Reputation: 3362
Let's say I have a dataframe that looks like this:
df2 = pd.DataFrame(['Apple, 10/01/2016, 31/10/18, david/kate', 'orange', 'pear', 'Apple', '10/01/2016', '02/20/2017'], columns=['A'])
>>> df2
A file_name
0 Apple, 10/01/2016, 31/10/18, david/kate a.txt
1 orange a.txt
2 pear b.txt
3 Apple a.txt
4 10/01/2016 d.txt
5 02/20/2017 e.txt
What I would like is to just extract the dates in this dataframe, so output would be like this:
A file_name
0 10/01/2016, 31/10/18 a.txt
1 Nothing to return a.txt
2 Nothing to return b.txt
3 Nothing to return a.txt
4 10/01/2016 d.txt
5 02/20/2017 e.txt
Does anyone have any suggestions on how to do this?
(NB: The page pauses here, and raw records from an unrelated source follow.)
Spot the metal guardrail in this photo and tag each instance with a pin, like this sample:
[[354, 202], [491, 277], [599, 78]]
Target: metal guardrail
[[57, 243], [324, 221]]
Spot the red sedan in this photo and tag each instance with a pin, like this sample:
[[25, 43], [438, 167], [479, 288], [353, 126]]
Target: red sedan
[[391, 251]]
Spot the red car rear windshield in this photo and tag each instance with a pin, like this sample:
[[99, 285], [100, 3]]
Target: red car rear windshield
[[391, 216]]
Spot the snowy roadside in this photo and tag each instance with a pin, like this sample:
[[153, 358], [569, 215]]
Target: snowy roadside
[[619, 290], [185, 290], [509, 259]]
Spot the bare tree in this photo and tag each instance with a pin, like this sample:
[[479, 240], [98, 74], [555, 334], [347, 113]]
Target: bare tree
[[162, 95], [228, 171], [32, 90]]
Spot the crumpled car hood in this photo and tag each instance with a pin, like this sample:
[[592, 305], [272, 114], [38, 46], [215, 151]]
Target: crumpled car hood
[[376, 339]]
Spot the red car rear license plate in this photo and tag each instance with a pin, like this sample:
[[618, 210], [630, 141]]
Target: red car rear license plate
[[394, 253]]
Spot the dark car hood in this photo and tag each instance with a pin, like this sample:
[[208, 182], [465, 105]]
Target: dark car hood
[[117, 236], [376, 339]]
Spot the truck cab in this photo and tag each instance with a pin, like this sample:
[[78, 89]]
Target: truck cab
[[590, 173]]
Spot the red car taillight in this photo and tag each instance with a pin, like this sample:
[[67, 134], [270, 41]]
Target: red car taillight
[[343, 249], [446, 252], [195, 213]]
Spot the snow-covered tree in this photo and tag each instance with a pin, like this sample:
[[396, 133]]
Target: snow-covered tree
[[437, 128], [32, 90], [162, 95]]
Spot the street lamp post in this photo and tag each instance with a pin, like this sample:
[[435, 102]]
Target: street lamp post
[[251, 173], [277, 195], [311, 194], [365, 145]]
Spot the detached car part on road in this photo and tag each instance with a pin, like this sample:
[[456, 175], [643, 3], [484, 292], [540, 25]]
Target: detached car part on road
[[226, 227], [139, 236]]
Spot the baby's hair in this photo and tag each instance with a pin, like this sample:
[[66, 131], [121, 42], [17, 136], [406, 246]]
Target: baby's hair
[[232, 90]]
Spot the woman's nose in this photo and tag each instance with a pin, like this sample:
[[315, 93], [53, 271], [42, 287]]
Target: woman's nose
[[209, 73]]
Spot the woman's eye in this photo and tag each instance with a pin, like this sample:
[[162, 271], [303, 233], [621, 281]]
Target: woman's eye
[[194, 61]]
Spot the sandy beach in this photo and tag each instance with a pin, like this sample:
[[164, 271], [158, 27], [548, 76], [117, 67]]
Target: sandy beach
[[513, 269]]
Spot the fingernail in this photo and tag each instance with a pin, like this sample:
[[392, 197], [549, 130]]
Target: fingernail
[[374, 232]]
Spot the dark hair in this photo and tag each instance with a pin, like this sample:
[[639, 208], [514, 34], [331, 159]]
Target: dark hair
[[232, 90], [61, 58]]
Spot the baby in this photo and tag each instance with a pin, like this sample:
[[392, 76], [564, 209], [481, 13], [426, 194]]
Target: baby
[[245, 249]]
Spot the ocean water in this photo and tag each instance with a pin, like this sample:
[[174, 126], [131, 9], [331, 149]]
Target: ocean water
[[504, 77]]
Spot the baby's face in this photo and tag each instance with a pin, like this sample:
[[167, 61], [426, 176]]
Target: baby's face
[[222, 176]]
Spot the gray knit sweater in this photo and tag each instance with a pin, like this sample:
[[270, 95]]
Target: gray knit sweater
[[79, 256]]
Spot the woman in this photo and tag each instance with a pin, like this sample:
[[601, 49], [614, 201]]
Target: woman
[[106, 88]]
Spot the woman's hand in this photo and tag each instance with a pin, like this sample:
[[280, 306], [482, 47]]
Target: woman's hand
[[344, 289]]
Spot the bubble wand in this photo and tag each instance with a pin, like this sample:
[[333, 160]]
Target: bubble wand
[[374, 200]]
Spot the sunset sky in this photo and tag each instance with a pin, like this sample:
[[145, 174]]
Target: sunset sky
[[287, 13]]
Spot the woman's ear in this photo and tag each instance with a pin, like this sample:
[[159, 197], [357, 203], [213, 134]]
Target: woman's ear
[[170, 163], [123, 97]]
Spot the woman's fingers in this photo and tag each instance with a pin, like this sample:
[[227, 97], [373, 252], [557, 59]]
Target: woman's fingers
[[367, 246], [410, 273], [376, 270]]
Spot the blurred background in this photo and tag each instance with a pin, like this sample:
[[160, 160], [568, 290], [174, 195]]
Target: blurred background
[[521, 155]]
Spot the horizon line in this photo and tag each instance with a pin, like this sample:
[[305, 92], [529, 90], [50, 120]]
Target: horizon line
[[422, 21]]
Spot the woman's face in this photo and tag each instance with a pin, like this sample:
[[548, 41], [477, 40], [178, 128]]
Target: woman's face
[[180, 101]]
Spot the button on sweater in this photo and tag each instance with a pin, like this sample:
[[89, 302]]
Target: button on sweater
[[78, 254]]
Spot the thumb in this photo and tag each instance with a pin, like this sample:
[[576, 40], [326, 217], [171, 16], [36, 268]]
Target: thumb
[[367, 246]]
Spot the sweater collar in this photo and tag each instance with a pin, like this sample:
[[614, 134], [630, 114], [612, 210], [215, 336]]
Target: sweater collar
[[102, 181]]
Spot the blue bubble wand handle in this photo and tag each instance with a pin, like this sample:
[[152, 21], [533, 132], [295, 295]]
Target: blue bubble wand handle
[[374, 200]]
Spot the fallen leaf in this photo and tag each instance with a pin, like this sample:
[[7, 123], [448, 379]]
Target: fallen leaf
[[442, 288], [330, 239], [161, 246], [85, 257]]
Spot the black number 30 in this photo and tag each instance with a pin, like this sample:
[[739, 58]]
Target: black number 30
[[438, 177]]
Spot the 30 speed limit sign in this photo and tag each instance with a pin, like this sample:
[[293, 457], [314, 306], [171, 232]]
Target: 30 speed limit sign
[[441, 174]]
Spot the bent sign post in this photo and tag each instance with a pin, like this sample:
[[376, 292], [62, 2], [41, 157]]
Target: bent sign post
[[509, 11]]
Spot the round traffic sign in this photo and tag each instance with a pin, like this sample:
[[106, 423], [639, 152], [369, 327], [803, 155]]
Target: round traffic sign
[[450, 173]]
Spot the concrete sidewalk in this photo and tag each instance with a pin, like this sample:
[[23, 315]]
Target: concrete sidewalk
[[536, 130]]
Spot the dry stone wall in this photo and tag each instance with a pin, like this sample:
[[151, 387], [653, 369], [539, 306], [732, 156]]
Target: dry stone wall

I am not sure where to begin.
Edit #1:
I edited my original dataframe and output results to better reflect what I am looking for.
Upvotes: 1
Views: 623
Reputation: 8273
import datetime
import re
def my_func(row):
temp=''
for d in row.split(","):
match=re.match('(\d*/\d*/\d*)',d.strip())
if match:
temp =temp + match.group(0)+','
if(temp):
return temp[:-1]
return "Nothing to return"
df2.A=df2.A.apply(lambda x : my_func(x))
Output:
A file_name
0 10/01/2016, 31/10/18 a.txt
1 Nothing to return a.txt
2 Nothing to return b.txt
3 Nothing to return a.txt
4 10/01/2016 d.txt
5 02/20/2017 e.txt
Upvotes: 1
Reputation: 323316
Using extractall
add reindex(df2.index).fillna('Nothing to return')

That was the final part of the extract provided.